Coupant court au débat, il le déplace sur un autre terrain : celui de sa responsabilité et de la politique qu’il détermine et conduit, dont il devra répondre mardi, lorsque seront discutées les deux motions de censure qui ont été déposées.

Il sait que, à ce niveau, il n’a rien à craindre. Il sait aussi que le débat sur le projet de loi organique – qui, lui, devra être discuté et voté puisque le 49.3 ne peut être appliqué que sur un texte par session – ne suscitera pas une obstruction de la même ampleur. Il sait enfin que les discussions au Sénat seront sans doute plus sereines.

Mais sait-il qu’il a peut-être davantage à craindre du peuple ? Dominique de Villepin, qui eut recours au 49.3 en 2006, sur le CPE et avec une contestation sociale très importante, aurait pu le lui rappeler. La réforme fut finalement écartée.

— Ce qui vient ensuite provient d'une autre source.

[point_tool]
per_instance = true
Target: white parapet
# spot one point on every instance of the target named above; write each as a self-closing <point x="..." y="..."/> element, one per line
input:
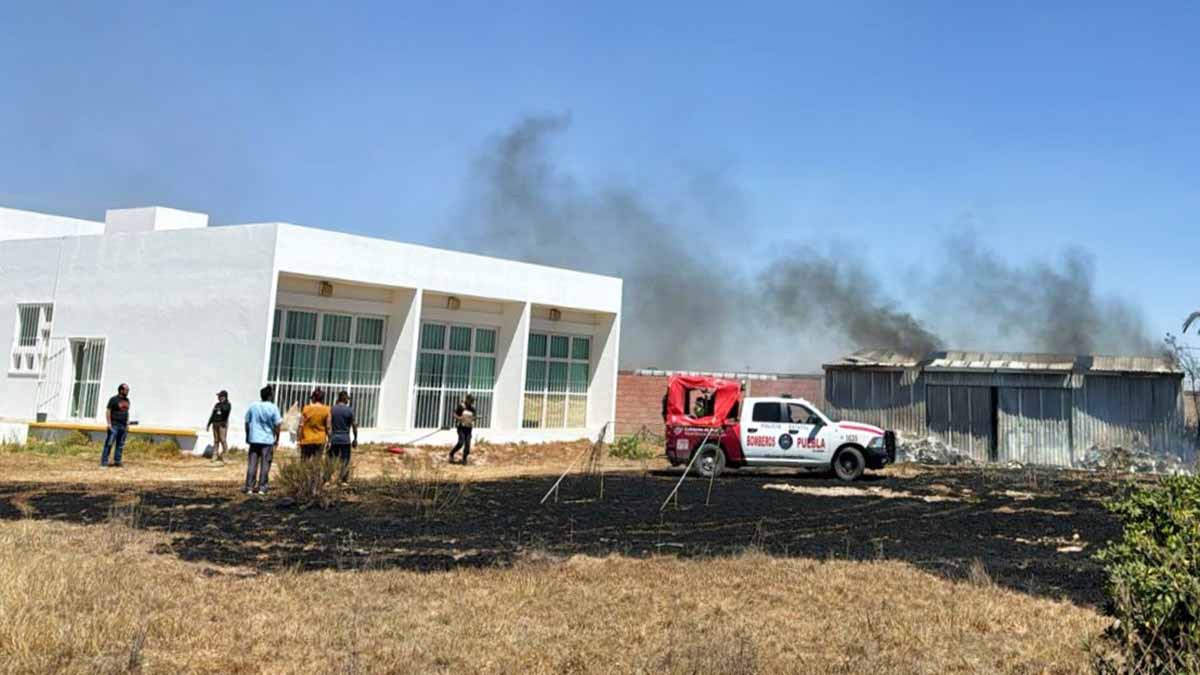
<point x="150" y="219"/>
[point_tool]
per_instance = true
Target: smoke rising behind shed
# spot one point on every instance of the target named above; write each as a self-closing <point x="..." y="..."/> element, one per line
<point x="689" y="305"/>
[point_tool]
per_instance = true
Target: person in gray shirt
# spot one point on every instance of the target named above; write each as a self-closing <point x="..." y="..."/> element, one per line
<point x="345" y="435"/>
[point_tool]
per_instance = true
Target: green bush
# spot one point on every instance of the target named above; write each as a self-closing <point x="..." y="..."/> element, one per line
<point x="311" y="483"/>
<point x="636" y="446"/>
<point x="148" y="448"/>
<point x="1153" y="580"/>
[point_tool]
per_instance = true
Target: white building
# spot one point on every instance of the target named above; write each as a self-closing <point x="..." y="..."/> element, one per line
<point x="179" y="310"/>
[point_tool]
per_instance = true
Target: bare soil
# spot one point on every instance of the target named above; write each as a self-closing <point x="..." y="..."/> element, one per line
<point x="1031" y="531"/>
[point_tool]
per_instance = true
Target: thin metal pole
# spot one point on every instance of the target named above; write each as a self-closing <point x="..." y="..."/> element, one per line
<point x="709" y="495"/>
<point x="569" y="467"/>
<point x="675" y="493"/>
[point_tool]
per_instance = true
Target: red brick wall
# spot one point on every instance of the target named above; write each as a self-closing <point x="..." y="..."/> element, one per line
<point x="640" y="396"/>
<point x="640" y="402"/>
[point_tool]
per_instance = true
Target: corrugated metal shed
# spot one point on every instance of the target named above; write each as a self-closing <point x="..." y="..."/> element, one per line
<point x="1013" y="406"/>
<point x="876" y="358"/>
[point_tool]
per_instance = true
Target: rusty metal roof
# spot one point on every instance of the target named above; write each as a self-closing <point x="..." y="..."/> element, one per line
<point x="1023" y="362"/>
<point x="876" y="358"/>
<point x="1133" y="364"/>
<point x="1001" y="360"/>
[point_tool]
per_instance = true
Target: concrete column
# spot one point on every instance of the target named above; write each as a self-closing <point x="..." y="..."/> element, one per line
<point x="603" y="388"/>
<point x="400" y="359"/>
<point x="513" y="344"/>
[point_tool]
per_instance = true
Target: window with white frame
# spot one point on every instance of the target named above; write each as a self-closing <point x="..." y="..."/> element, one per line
<point x="88" y="364"/>
<point x="33" y="339"/>
<point x="557" y="372"/>
<point x="454" y="360"/>
<point x="334" y="351"/>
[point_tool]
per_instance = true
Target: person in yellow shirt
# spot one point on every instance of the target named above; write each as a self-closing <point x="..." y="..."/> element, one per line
<point x="315" y="426"/>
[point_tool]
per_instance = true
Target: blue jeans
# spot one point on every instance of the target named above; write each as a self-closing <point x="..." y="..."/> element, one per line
<point x="117" y="434"/>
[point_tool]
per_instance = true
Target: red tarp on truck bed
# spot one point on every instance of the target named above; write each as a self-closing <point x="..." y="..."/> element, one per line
<point x="726" y="393"/>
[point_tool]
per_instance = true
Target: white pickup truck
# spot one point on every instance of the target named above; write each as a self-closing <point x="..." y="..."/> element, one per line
<point x="766" y="431"/>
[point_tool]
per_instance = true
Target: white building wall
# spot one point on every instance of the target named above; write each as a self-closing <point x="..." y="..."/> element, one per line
<point x="184" y="314"/>
<point x="323" y="254"/>
<point x="16" y="223"/>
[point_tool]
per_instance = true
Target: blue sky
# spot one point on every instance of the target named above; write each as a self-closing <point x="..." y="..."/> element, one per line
<point x="885" y="125"/>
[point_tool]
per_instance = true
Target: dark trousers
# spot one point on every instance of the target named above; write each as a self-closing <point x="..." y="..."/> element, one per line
<point x="463" y="443"/>
<point x="117" y="435"/>
<point x="258" y="465"/>
<point x="341" y="452"/>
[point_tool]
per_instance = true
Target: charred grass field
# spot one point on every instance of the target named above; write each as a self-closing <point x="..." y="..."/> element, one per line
<point x="421" y="567"/>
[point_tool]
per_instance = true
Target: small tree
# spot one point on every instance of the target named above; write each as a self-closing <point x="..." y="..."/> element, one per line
<point x="1188" y="360"/>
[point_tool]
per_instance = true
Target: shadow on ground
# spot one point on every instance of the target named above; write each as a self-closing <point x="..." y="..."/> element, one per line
<point x="1025" y="529"/>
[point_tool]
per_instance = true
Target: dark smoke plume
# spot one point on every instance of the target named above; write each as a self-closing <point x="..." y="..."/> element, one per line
<point x="1038" y="306"/>
<point x="822" y="292"/>
<point x="689" y="306"/>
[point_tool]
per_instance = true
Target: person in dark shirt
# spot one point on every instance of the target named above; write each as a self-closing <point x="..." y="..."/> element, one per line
<point x="117" y="414"/>
<point x="463" y="420"/>
<point x="219" y="422"/>
<point x="340" y="438"/>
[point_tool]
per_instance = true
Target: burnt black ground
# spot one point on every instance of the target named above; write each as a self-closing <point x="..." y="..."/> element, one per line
<point x="499" y="521"/>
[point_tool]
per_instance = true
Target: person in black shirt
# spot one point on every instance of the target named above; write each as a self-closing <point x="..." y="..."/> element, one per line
<point x="463" y="420"/>
<point x="117" y="413"/>
<point x="219" y="422"/>
<point x="341" y="441"/>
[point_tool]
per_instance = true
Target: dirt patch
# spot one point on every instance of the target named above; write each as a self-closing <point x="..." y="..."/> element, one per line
<point x="501" y="521"/>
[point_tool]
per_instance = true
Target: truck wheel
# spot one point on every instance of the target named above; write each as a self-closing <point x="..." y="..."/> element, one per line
<point x="711" y="461"/>
<point x="849" y="464"/>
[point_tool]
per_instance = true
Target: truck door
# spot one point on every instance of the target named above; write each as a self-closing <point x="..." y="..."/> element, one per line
<point x="761" y="429"/>
<point x="808" y="431"/>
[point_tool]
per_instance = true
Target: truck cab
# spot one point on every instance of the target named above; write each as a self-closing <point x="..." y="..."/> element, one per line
<point x="711" y="417"/>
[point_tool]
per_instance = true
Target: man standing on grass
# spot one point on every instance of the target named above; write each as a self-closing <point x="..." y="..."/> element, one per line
<point x="340" y="442"/>
<point x="463" y="422"/>
<point x="117" y="414"/>
<point x="219" y="422"/>
<point x="315" y="426"/>
<point x="263" y="424"/>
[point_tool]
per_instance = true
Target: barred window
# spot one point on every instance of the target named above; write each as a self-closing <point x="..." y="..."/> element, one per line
<point x="329" y="350"/>
<point x="33" y="339"/>
<point x="454" y="360"/>
<point x="557" y="375"/>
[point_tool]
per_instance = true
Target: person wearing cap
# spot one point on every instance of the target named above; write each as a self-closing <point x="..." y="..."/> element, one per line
<point x="219" y="423"/>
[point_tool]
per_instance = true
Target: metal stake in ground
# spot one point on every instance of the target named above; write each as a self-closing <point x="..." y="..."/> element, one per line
<point x="591" y="449"/>
<point x="694" y="455"/>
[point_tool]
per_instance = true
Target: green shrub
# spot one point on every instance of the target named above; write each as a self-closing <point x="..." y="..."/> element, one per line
<point x="421" y="487"/>
<point x="636" y="446"/>
<point x="1153" y="580"/>
<point x="143" y="447"/>
<point x="311" y="483"/>
<point x="73" y="443"/>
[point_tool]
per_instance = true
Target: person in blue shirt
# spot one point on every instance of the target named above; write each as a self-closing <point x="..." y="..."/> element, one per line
<point x="263" y="423"/>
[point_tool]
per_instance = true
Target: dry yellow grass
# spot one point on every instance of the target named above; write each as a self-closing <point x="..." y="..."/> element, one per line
<point x="490" y="461"/>
<point x="100" y="599"/>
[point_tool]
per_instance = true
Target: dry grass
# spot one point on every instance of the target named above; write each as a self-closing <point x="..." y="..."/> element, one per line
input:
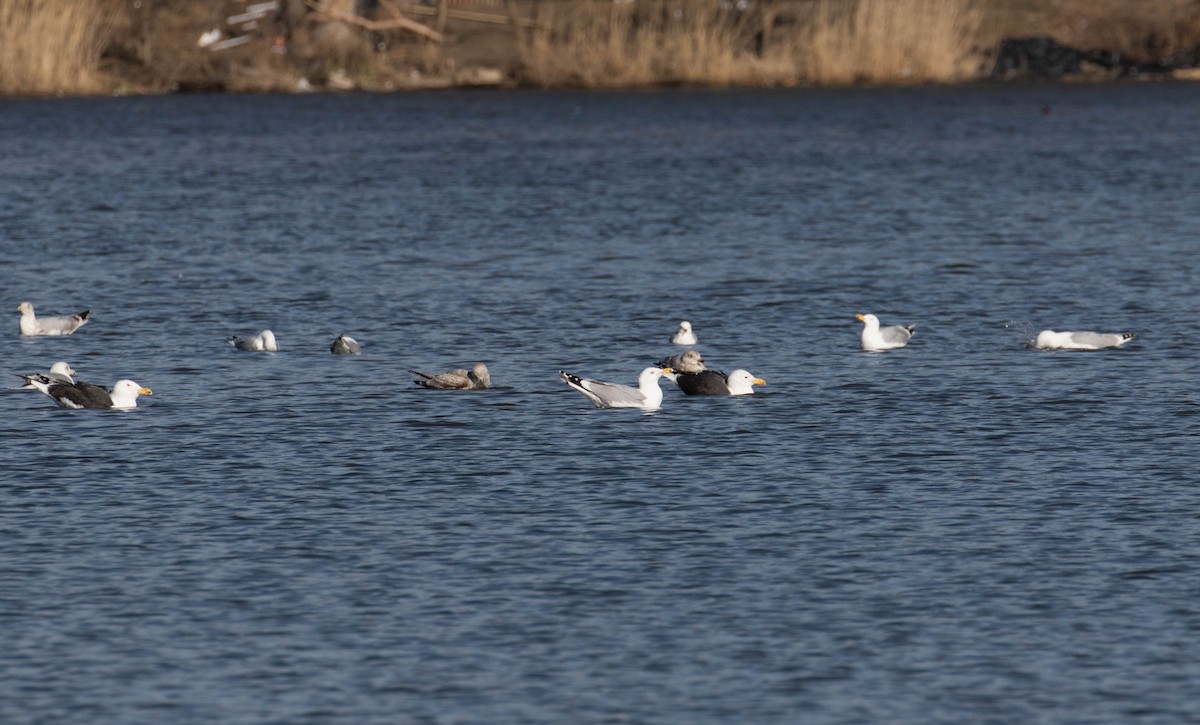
<point x="829" y="42"/>
<point x="52" y="46"/>
<point x="889" y="42"/>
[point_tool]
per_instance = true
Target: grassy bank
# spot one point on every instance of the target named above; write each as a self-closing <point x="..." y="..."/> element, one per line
<point x="151" y="46"/>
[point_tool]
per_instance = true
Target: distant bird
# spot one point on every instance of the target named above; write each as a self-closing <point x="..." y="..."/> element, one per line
<point x="263" y="342"/>
<point x="646" y="396"/>
<point x="477" y="378"/>
<point x="60" y="372"/>
<point x="684" y="335"/>
<point x="124" y="394"/>
<point x="345" y="345"/>
<point x="33" y="325"/>
<point x="712" y="382"/>
<point x="1081" y="341"/>
<point x="881" y="339"/>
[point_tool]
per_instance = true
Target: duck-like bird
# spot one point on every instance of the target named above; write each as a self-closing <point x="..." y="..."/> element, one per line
<point x="711" y="382"/>
<point x="477" y="378"/>
<point x="647" y="396"/>
<point x="263" y="342"/>
<point x="1081" y="341"/>
<point x="123" y="395"/>
<point x="66" y="324"/>
<point x="882" y="339"/>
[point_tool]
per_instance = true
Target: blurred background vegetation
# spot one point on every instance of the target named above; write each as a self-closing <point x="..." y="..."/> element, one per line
<point x="70" y="47"/>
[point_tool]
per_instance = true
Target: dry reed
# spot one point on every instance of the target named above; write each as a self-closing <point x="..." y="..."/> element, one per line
<point x="52" y="46"/>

Circonstance aggravante aujourd’hui : il a été décidé de recourir à cette procédure à l’occasion d’un Conseil des ministres dont les circonstances laissaient penser qu’il porterait sur la lutte contre l’épidémie naissante. En bref, un acte politique agressif, décidé dans l’ombre d’une mobilisation pour la protection de la santé publique, appelant au contraire la convergence et l’apaisement politiques.

Lorsque le peuple s’exprimera directement, que ce soit dans la rue ou lors de futures échéances électorales en 2020, en 2021 ou en 2022, il risque alors d’apporter au Gouvernement une réplique à la hauteur de ce message et de lui dire : « Il y a méprise, c’était une bêtise ».